Eens stond hij een hele tijd op de trap, in het ongewisse of hij onderweg was naar boven of naar beneden. In elk geval kan ik niet eeuwig hier blijven staan, zei hij tegen zichzelf en liep de trap op. Evengoed had hij de trap af kunnen gaan. Boven in de kamer stond een tafel centraal, in de kamer eronder het bed. Als hij nu niet aan tafel zat, kon hij net zo goed in bed liggen. Boven nadenken, beneden inslapen. Maar hoe vaak is hij al aan tafel ingeslapen en heeft hij zittend in bed de tijd met na­denken doorgebracht. Zus of zo, alles kon op hetzelfde neerkomen, maar juist deze mogelijkheid beviel hem allerminst. Wanneer ik dan al naar boven ga, zei hij tegen zichzelf, moet dat andere gevolgen hebben dan wanneer ik mij naar beneden begeef. Alleen, vroeg hij zich af, wat was het begin, wilde ik echt naar boven, of wou ik eigenlijk naar be­neden, en vooral, waar kwam ik dan vandaan? Als ik van boven kwam, waarom terug; en als ik van beneden kwam, waarom niet doorlopen naar boven? In een flat met lift zou het anders zijn, nee, klopt niet, in een flat met lift zou het allemaal net eender zijn. Heb je toch al meege­maakt: iemand staat in de lift, gaat telkens omhoog en omlaag. Waar nog bijkomt dat andere passagiers onderweg instappen en met hun eigen richtingwensen het gependel volledig in de war sturen. Een keer stond hij een heel uur lang in de lift. Bij die gelegenheid leerde hij een hoop mensen kennen. Gesprekken, afspraken. Dagenlang hing hij in de appartementen rond. Zag meubels, parkieten, kamerplanten. Alle­maal afleidingen die de trap niet voor hem in petto had. Was alleen op de trap. En het dilemma dichterbij dan elders. Altijd een reden om van huis te veranderen.
 
 
 
TERRY BELT OP
 
Ik dacht juist ingeslapen te zijn, toen de telefoon mij deed opveren. Op de klok zag ik half vier ‘s ochtends. Terry’s stem klonk alsof ze snikte.
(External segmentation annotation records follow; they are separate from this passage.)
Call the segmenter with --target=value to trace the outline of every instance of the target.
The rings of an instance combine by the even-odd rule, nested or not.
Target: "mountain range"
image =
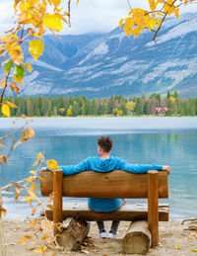
[[[197,96],[197,14],[168,18],[157,37],[142,33],[128,38],[116,28],[107,34],[44,37],[44,52],[33,60],[33,71],[21,86],[22,96],[115,94],[162,95],[177,90]]]

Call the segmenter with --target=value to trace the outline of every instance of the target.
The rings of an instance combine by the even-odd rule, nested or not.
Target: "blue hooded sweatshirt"
[[[90,156],[77,165],[59,166],[59,168],[63,170],[63,175],[73,175],[85,171],[105,173],[112,170],[124,170],[131,173],[147,173],[149,170],[163,170],[162,165],[130,164],[113,156],[109,156],[107,159]],[[88,199],[89,208],[96,212],[113,212],[120,207],[120,199]]]

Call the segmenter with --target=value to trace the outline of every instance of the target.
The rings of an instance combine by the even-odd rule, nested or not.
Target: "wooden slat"
[[[52,173],[40,174],[42,196],[52,193]],[[148,198],[147,174],[133,174],[126,171],[107,173],[82,172],[63,177],[63,197],[77,198]],[[159,198],[168,198],[168,180],[165,171],[159,171]]]
[[[148,172],[148,226],[152,233],[152,247],[159,245],[158,171]]]
[[[124,205],[120,210],[112,213],[97,213],[90,210],[86,203],[66,204],[66,210],[63,210],[63,219],[67,217],[80,217],[88,221],[96,220],[141,220],[148,218],[148,206],[141,205]],[[168,205],[159,206],[159,219],[160,221],[168,221]],[[46,211],[46,216],[49,220],[52,218],[52,211]]]
[[[55,170],[53,172],[53,219],[54,223],[62,222],[62,181],[63,172],[62,170]],[[57,231],[57,227],[54,225],[54,234]]]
Of een lachkramp. Hoe dan ook, na een tijdje: lief van je dat je wakker bent geworden. Nou, wat is er aan de hand? Ik had opeens het gevoel dat iemand me zei: je moet verhuizen, op stel en sprong verhuizen, tja, ik heb nog midden in de nacht de koffers gepakt en weg. En waar woon je nu, Terry? Ken je Hotel du Nord? Nee. Nou, hier heb je het nummer. Ik schreef het nummer van het hotel op en vroeg: wat nu, hoe moet het verder? Jij belt mij nu alsjeblieft op, ja, alsjeblieft, bel me nu op, dan ben ik er zeker van dat iemand weet waar ik ben en mij nu opbelt, doe je dat? Nou goed, Terry, hang op en bel terug. Ik belde terug. Een hele eeuwigheid niets. Dan een slaperige stem: Hotel Anselmo. Ik vroeg naar Terry. Niet logeren bij mijn. Maar heeft mij zojuist vanuit uw hotel opgebeld. Hotel du Nord. Niks, hier zijn Hotel Anselmo. In het tele­foonboek zocht ik Terry’s nummer op. Ze nam meteen op. Terry, wat moet die onzin? Terry snikte, of ze giechelde, in elk geval: alsjeblieft, begrijp me, geen onzin, ik had opeens het gevoel, ik moet er zeker van zijn dat iemand naar mij vraagt, dat iemand naar mij zoekt, iemand zit ‘s nachts in de zorg, begrijp je wat ik bedoel?